The million dollar iOS 9 hack

Zerodium, a company that pays for security information and exploits, is going to pay an anonymous group of hackers $1 million dollars for finding a hack into Apple’s iOS 9.1 mobile operating system. The company started a competition in September, called The Million Dollar iOS 9 Bug Bounty, promising to pay anyone who found vulnerabilities in the iPhone’s operating system a million dollars, and apparently they have a winner.

The company behind the competition describes itself as follows:

ZERODIUM is a privately held and venture backed startup, founded by cybersecurity veterans with unparalleled experience in advanced vulnerability research and exploitation. We’ve created ZERODIUM to build a global community of talented and independent security researchers working together to provide the most up-to-date source of cybersecurity research and capabilities.

Chaouki Bekrar first founded VUPEN, a company that, unlike others, did its own research in finding bugs and vulnerabilities. But after attracting the attention of lawmakers and governments, who questioned the legality and morality of his doings, Bekrar moved on to start Zerodium “a zero-day vulnerability and exploit acquisition program” as he puts it.

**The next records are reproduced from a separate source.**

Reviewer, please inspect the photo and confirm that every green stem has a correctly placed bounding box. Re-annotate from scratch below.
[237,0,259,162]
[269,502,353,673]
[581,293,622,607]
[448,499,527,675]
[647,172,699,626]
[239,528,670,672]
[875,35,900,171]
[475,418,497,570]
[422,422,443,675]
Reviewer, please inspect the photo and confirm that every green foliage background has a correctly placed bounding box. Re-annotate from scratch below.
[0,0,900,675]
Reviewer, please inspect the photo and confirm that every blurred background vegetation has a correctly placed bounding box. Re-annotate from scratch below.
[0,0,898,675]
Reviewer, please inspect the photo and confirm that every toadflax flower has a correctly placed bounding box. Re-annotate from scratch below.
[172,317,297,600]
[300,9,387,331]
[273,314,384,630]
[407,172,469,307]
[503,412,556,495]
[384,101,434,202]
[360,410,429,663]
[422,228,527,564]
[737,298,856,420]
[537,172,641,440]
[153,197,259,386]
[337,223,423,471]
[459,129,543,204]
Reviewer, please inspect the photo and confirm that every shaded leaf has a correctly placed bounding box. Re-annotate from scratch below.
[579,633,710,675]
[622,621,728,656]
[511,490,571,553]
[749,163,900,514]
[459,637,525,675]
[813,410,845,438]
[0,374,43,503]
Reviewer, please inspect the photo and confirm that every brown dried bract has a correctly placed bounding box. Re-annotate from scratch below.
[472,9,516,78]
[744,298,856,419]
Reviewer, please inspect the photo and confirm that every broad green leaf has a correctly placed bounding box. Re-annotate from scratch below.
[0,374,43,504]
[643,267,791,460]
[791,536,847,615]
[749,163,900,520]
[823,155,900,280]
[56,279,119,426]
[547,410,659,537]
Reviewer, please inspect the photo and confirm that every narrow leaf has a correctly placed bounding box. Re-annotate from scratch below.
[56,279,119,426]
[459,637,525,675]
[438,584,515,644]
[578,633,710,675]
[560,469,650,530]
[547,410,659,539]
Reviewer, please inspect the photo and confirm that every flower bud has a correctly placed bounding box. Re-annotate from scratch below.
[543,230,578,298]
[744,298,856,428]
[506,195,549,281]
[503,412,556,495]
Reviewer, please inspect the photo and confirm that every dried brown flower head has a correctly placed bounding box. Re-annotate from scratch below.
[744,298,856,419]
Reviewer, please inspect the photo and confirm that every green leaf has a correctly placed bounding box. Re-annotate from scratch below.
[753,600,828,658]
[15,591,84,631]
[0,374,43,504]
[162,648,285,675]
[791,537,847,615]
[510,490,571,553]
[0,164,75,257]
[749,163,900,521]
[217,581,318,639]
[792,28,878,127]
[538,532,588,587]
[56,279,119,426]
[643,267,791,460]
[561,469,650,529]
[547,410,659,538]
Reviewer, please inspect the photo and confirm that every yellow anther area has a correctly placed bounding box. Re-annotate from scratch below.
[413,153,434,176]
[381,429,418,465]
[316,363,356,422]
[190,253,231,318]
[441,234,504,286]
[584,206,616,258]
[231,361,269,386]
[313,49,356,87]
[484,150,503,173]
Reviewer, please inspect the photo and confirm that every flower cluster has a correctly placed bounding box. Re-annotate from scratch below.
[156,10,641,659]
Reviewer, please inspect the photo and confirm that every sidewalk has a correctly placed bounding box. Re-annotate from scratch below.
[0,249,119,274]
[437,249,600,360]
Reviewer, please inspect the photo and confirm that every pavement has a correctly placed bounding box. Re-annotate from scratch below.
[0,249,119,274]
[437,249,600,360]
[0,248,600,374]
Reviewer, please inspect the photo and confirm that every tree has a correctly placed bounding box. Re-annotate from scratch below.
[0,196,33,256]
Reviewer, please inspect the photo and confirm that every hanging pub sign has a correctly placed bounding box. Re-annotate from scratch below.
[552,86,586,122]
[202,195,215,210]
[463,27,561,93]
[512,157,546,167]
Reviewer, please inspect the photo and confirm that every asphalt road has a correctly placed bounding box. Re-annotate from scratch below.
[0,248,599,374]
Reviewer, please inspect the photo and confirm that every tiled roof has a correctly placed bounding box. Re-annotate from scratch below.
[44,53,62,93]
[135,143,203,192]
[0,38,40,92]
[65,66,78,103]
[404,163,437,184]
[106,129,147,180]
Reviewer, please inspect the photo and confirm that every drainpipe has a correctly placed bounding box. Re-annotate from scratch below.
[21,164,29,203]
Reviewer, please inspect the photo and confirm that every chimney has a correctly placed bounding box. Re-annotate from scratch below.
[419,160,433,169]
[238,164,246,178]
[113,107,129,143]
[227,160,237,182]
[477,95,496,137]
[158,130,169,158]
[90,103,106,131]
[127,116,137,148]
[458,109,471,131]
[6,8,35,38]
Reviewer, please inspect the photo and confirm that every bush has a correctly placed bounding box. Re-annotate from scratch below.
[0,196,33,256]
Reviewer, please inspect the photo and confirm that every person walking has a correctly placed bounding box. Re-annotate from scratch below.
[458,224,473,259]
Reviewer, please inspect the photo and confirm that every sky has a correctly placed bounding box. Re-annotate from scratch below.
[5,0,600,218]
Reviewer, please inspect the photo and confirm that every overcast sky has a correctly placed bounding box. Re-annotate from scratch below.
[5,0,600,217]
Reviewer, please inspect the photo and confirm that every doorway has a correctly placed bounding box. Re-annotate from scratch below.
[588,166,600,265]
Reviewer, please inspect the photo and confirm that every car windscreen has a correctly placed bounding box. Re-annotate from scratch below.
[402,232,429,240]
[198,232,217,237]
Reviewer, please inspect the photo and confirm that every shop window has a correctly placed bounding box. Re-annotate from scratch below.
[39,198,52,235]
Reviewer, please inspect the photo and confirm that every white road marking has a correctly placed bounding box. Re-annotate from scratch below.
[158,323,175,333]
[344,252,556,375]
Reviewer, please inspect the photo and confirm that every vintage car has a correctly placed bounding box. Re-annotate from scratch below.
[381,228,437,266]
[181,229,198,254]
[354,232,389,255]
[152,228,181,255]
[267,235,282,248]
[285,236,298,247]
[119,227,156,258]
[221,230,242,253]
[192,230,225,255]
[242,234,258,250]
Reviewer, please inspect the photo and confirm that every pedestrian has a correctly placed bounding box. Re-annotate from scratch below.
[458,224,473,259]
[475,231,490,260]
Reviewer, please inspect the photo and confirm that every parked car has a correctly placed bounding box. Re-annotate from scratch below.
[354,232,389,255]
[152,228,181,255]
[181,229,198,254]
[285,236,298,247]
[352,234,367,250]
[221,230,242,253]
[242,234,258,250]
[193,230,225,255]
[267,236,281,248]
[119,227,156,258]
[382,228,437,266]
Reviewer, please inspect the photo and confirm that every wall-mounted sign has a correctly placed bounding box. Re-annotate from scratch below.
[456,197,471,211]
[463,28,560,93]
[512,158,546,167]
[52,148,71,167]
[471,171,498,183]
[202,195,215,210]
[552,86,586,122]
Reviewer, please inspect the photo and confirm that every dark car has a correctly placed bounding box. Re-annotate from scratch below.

Bug bounties are nothing new, they are widely used as a motivation for hackers to find weaknesses in systems, before they go public. In this case, Zerodium has no intention of fixing anything, but selling the acquired knowledge to the highest bidding company or organization, indifferent to the buyer’s intentions. The requirements or conditions to win the bounty sound very much like the search for a new jailbreak; but this will give an unknown buyer, who is willing to pay at least over a million dollars, the capability to infiltrate all devices running on iOS 9.1 and do whatever he pleases. Spooky.  .

Here is what the hackers had to achieve if they wanted to get the whole jackpot.

Eligible submissions must include a full chain of unknown, unpublished, and unreported vulnerabilities/exploits (aka zero-days) which are combined to bypass all iOS 9 exploit mitigations including: ASLR, sandboxes, rootless, code signing, and bootchain.

The exploit/jailbreak must lead to and allow a remote, privileged, and persistent installation of an arbitrary app (e.g. Cydia) on a fully updated iOS 9 device (see below).

The initial attack vector must be either:

    – a web page targeting the mobile browser (Mobile Safari OR Google Chrome) in its default configuration; OR

    – a web page targeting any application reachable through the browser; OR

    – a text message and/or a multimedia file delivered through a SMS or MMS.

The whole exploitation/jailbreak process should be achievable remotely, reliably, silently, and without requiring any user interaction except visiting a web page or reading a SMS/MMS (attack vectors such as physical access, bluetooth, NFC, or baseband are not eligible for the Million Dollar iOS 9 Bug Bounty. ZERODIUM may, at its sole discretion, make a distinct offer to acquire such attack vectors.).

The exploit/jailbreak must support and work reliably on the following devices (32-bit and 64-bit when applicable):

    – iPhone 6s / iPhone 6s Plus / iPhone 6 / iPhone 6 Plus

    – iPhone 5 / iPhone 5c / iPhone 5s

    – iPad Air 2 / iPad Air / iPad (4rd generation) / iPad (3th generation) / iPad mini 4 / iPad mini 2

Partial or incomplete exploits/jailbreaks will not be eligible for the Million Dollar iOS 9 Bug Bounty. ZERODIUM may, at its sole discretion, make a distinct offer to acquire such partial exploits.

All submissions must be made exclusively to ZERODIUM and must include the fully functioning exploit and its source code (if any), and a detailed whitepaper describing all the zero-day vulnerabilities and techniques used in the jailbreak.